‘Verschuiving van naaldbos naar loofbos’

Het evenwicht tussen vraag en aanbod van hout uit Nederlandse bossen lijkt steeds meer verstoord te worden. Ondanks de toenemende vraag naar hout heeft in bijna de helft van het bos de afgelopen tien jaar geen oogst plaatsgevonden.

Terwijl de vraag naar hout voor industriële toepassingen voor twee derde bestaat uit naaldhout, worden er vooral loofbomen aangeplant. Dat blijkt uit de Zesde Nederlandse Bosinventarisatie (NBI6) van Alterra Wageningen UR, Probos, Silve en Bureau Daamen.

Een groot deel van het Nederlandse bos is in de eerste helft van de 20e eeuw aangeplant als naaldbos op heide en zandverstuivingen. Een belangrijk doel was het produceren van hout voor de mijnen in Limburg. In de jaren ’80 veranderde het beheer, met meer aandacht voor andere functies van het bos zoals recreatie en natuurbehoud.
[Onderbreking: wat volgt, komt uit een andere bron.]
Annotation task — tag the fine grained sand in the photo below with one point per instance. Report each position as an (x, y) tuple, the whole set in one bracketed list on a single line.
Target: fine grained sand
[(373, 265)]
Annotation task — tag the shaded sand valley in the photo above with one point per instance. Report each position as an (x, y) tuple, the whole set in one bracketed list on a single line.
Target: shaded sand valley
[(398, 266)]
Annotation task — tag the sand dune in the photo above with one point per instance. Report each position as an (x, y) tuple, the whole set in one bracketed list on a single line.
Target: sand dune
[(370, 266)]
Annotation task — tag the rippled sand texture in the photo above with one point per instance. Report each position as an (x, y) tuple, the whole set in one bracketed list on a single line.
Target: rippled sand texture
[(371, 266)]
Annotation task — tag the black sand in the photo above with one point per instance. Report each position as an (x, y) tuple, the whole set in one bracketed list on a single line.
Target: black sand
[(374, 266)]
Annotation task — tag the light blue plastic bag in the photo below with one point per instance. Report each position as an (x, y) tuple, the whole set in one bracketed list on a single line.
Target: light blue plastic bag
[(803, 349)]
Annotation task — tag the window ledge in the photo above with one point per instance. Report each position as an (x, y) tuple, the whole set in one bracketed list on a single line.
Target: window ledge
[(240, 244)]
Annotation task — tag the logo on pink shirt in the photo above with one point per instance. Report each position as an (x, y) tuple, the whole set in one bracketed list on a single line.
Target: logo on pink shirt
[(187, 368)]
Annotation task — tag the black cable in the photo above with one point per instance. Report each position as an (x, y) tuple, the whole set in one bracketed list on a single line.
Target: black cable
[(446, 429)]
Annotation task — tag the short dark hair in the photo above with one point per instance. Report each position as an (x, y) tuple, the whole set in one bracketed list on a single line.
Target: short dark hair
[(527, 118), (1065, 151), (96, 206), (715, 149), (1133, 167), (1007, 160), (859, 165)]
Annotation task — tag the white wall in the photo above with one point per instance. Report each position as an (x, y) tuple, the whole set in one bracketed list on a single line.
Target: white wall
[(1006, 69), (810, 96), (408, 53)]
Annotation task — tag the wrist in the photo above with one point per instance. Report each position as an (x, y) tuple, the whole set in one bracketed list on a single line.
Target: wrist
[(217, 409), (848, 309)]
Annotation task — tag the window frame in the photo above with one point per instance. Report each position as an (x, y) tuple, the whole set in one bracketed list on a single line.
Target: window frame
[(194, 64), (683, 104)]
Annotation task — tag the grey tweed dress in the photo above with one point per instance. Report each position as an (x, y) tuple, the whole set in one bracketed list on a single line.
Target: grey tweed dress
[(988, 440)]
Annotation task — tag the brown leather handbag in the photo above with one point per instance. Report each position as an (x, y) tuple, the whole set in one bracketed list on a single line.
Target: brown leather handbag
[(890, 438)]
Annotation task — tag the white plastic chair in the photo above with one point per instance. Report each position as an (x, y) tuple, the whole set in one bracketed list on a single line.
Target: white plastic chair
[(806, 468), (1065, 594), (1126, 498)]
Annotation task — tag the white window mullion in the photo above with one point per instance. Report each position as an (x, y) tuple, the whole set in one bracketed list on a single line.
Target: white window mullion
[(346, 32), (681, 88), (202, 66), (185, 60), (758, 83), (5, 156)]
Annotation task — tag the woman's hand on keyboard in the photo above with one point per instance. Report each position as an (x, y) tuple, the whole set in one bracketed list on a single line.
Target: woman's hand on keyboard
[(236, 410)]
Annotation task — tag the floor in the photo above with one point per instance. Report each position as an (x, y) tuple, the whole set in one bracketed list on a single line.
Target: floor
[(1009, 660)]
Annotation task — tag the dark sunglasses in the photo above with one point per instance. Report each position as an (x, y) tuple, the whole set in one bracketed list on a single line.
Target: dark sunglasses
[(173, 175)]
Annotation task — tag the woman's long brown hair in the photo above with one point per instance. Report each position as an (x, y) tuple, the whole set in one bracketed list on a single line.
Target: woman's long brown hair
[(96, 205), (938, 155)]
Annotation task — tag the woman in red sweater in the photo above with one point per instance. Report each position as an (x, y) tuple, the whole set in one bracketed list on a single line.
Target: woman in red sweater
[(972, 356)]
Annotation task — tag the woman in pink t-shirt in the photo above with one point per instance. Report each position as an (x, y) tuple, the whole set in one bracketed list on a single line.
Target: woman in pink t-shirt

Door ander beheer zijn bossen dichter geworden, meer gemengd, is er nu ongeveer evenveel naald- als loofbos, en is de gemiddelde leeftijd toegenomen. Naaldbos is nu gemiddeld 67 jaar oud, terwijl loofbos gemiddeld 58 jaar oud is.

Er staat meer hout in het bos dan ooit tevoren, terwijl de groei iets af lijkt te nemen. Ook de hoeveelheid dood hout is toegenomen ten opzichte van vorige inventarisaties. Dode bomen horen bij een natuurlijk bos en leveren voedsel en nestgelegenheid voor veel bosbewoners.

Verschuiving
De bosinventarisatie laat duidelijk zien dat de verschuiving van naaldbos naar loofbos de komende tijd verder door zal zetten. Alterra-onderzoeker Mart-Jan Schelhaas: „De jongste generatie bomen bestaat voor 75% uit loofboomsoorten zoals berk, eik en beuk. Terwijl de industrie vraagt om naaldhout, en er steeds meer vraag naar hout komt voor bijvoorbeeld energie, wordt er maar op weinig plaatsen geoogst in het bos, en ontwikkelt zich een bos dat de komende tijd niet aan de vraag naar hout zal kunnen voldoen.”